Oui, puis qu'est-ce qui est bien dans le partage, c'est que si chaque personne, chaque culture mettait son grain de sel – comme ça va pas toujours être la même musique. Moi, je viens d'Haïti comme j'viens avec mon grain de sel, ma musique ou bien des choses. Je crois que ça peut être embellant Comme quand t'entends toujours le même rythme, ça devient ennuyant mais si moi je viens… le zouk c'est populaire dans mon pays. Si je viens mettre du zouk, on ajoute. Je trouve que ça va nuancer la musique. Puis, tout le monde va voir que « Ah! il y a des choses de nouveau.» C'est bon quand tout le monde met son grain de sel puis ça embellit. Je ne dis pas toujours que ça va… Mais ça va embellir, moi j'trouve que ça va être beau. Toujours entendre la même chose … Puis plusieurs mondes… Tout le monde va être attiré. Comme on va dire : « O.k. on va dire il y a un Noir, un Chinois. Moi, j'suis Chinois. Puis, ils voudront savoir c'est quoi.»  Comme si c'est toujours la même musique;  puis les jeunes, nous, on  aime du Hip Hop, du Rap, des choses comme ça. Si tout le monde mettait leur grain de sel, moi j'dirais ça va attirer plus de monde que si vous êtes toujours enfermés « Non, c'est ma musique, C'est strict. On ne veut rien ajouter.»  On ne dit pas tout changer;  juste de laisser l'espace ouvert.

Amir

C'est toujours important de comprendre le passé pour être capable de comprendre le présent. Donc, dans un sens, il faut, si on veut faire quelque chose de ce genre, il faut quand même préserver un peu d'histoire mais en même temps refléter les changements. Donc, en même temps si on parle de nouveaux changements comme l'arrivée d'une nouvelle culture.

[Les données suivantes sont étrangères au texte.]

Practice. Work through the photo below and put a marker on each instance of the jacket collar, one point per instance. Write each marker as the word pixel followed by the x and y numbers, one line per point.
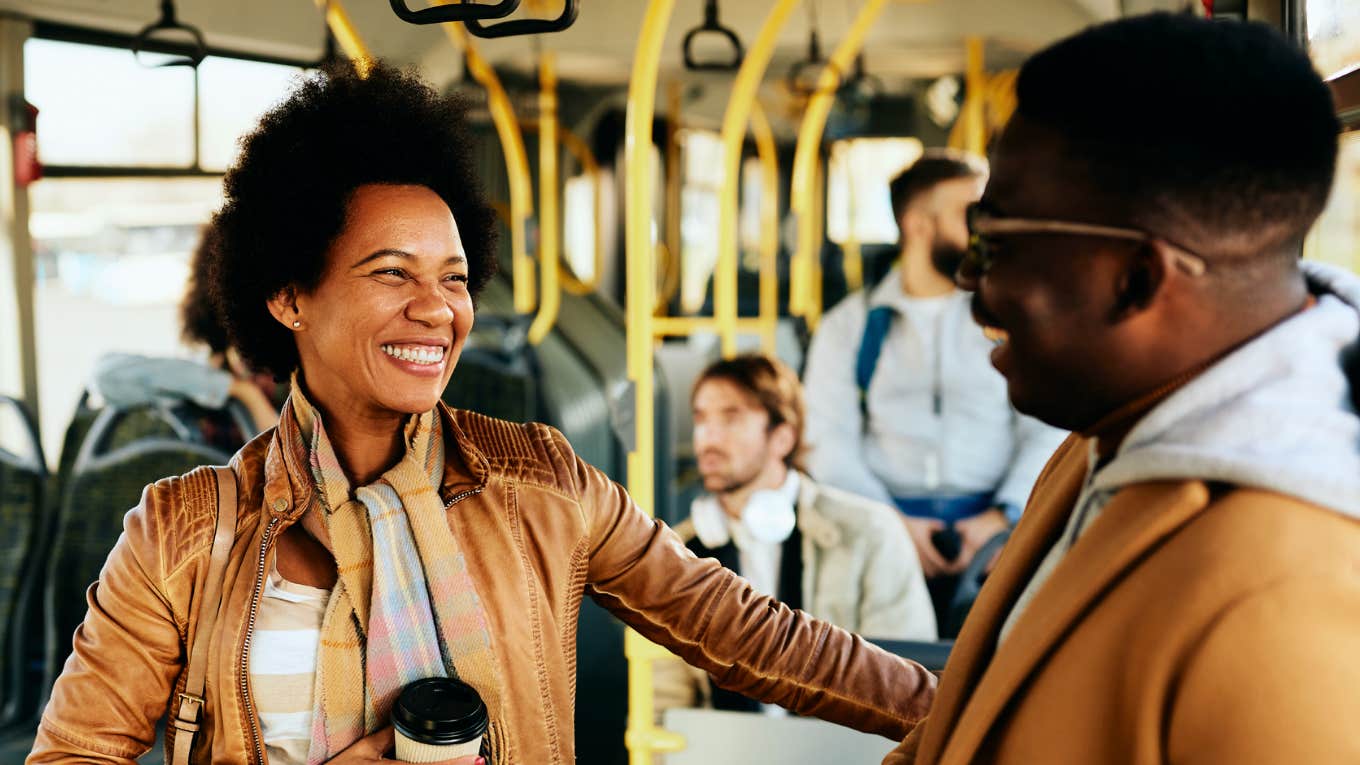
pixel 289 483
pixel 981 681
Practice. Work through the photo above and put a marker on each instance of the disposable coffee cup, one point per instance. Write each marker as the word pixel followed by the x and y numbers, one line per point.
pixel 438 719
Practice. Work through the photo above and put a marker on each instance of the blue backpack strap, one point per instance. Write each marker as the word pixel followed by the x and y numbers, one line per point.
pixel 876 326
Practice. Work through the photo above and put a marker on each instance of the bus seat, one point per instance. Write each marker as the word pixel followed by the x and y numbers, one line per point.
pixel 495 372
pixel 23 511
pixel 747 737
pixel 105 481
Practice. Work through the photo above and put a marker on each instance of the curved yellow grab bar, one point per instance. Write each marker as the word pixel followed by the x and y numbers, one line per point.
pixel 348 37
pixel 550 233
pixel 805 283
pixel 974 119
pixel 733 135
pixel 517 164
pixel 643 738
pixel 769 155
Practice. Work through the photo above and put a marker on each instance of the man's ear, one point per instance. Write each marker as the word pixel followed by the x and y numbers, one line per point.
pixel 917 225
pixel 1144 279
pixel 782 440
pixel 283 305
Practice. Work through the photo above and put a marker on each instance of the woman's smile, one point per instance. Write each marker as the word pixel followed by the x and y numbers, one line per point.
pixel 422 358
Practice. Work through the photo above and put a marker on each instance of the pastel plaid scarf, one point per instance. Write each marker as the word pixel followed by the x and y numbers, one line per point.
pixel 404 606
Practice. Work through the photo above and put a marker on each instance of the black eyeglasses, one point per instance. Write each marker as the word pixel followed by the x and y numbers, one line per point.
pixel 983 226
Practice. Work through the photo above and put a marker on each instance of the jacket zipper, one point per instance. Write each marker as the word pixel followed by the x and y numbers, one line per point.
pixel 245 652
pixel 255 607
pixel 461 496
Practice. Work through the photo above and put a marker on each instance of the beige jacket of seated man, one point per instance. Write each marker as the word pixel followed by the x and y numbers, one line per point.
pixel 837 556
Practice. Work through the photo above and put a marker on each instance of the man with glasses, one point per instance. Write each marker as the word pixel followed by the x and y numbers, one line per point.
pixel 1185 586
pixel 903 406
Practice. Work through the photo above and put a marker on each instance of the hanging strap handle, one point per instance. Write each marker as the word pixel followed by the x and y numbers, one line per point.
pixel 188 719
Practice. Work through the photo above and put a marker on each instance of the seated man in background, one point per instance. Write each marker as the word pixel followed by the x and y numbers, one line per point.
pixel 902 403
pixel 1185 584
pixel 835 556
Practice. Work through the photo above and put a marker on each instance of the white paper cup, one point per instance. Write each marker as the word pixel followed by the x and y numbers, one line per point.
pixel 438 719
pixel 415 752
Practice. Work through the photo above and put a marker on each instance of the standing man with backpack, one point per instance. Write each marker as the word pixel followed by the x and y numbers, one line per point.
pixel 903 406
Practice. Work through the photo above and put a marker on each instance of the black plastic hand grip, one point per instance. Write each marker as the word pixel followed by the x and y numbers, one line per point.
pixel 463 11
pixel 527 26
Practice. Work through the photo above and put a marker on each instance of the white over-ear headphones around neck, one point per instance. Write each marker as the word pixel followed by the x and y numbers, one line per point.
pixel 767 516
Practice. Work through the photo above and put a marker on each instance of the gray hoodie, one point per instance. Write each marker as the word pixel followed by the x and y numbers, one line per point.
pixel 1276 414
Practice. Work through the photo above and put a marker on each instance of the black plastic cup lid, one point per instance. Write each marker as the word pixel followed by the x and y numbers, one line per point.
pixel 439 711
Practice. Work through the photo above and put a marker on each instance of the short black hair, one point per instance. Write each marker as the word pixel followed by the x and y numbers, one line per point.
pixel 1215 134
pixel 289 191
pixel 933 168
pixel 199 320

On pourrait avoir des artistes franco-ontariens qui sont originaires de l'Afrique. Donc, ça c'est des changements. C'est plus de artistes typiques genres franco-ontariens de souche. Donc, ça c'est un changement je dirais.

Sonine

J'ai apprécié beaucoup de choses parce que la musique est différente, la langue est différente, les habillements, tout est différent comparativement où est-ce que je viens. C'est vraiment « Wow! » Puis, quand j'apprends quelque chose de différent c'est vraiment « wow! ». Quand tu deviens plus cultivé, tu portes plus attention comme à vouloir découvert ce monde, ce nouveau monde-là. Et j'ai vraiment aimé, j'ai vraiment aimé … la culture canadienne, la culture franco-ontarienne.

Fatima

Donc, en Djibouti, c'est pas les femmes qui doit aller à l'école, c'est pas les femmes qui doit travailler. C'est toujours les hommes qui doivent sortir pour gagner de l'argent. Donc, ça serait un exemple pour les jeunes filles de mon âge d'être journaliste, de passer à la télé comme Djiboutienne

Fatima

Au début, j'ai pensé que c'était du sucre. Quand j'ai demandé à maman : « Maman, il y a du sucre dehors». Puis, elle m'a dit : « C'est de la neige; ce n'est pas du sucre.» Alors, j'ai dit : « Oh! le jour tant attendu est arrivé.» donc, je suis partie. Je suis sortie dehors pour goûter la neige. Puis j'ai goûté la neige, puis, j'ai trouvé ça bon.

Pierre

Si tu veux que la francophonie change c'est à toi de le faire. Faut que ça commence à l'intérieur de toi. Puis, là, les autres vont le faire aussi.